Não vou mentir, tu sabes que sou assim, porque isso digo que detesto essa tua mania de me evitar por serem fracas as forças de me resistir. Na verdade não é isso que desejo. Apenas anseio que termine a tua própria resistência e partamos em demanda do espaço que seja nosso. Essa tua constante dissimulação faz fraquejar a minha vontade e eu fico, sentado naquele penedo olhando o mar, única companhia da minha solidão. E desta forma tu escapas do meu pensamento e conquistas o meu desafecto. Morro de raiva de ti, do que sinto e não devia, do que sentes e não mereço. E toda esta vontade de afagar o teu rosto com a ponta dos meus dedos, de beijar o teu pescoço, de deixar a marca, a nossa marca. Aquela que só nós identificamos.

Gostaria de te arrancar desse teu esconderijo e voltar a afogar-me nesse teu cheiro e assistir ao lento progredir da química perfeita que os nossos cheiros possuem, deixar que a metamorfose se conclua. Ainda recordo aquele instante em que descobrimos a forma como eles se combinam para formar o perfume que sempre acaba por nos inebriar. Lembro que disseste entre risos cristalinos que, se pudéssemos prender num frasco, ele nos renderia uma fortuna. E eu respondi que ninguém vende a sua alma. Tu retorquiste com um beijo, cujo sabor ainda o mantenho.

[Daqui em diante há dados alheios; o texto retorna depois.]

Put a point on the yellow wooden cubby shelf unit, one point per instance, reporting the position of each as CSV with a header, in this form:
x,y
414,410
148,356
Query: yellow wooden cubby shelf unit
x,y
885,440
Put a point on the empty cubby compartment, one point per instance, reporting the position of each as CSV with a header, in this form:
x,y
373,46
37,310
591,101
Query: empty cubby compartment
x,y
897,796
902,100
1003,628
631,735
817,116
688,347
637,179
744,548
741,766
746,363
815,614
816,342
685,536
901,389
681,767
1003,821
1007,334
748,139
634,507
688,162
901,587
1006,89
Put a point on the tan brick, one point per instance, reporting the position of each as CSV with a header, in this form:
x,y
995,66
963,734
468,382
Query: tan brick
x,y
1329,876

E é aqui que eu sinto a raiva a crescer de não conseguir descobrir a fórmula, decifrar a equação e não encontrar outro cheiro que em mim seja o adequado. Inadequado é odiar o teu atraso, a tua distância, o teu propositado deixar andar. Um dia, talvez, quem sabe, quando tiver a certeza que não fico presa, que não te aprisiono, dizes. Ouço e fico no meu silêncio. A ele me abraço e deixo que me transporte para outros espaços, para outros tempos. Tempos que o tempo esqueceu. Mas tu não desistes e continuas não desejar construir um passado que ainda não vivemos.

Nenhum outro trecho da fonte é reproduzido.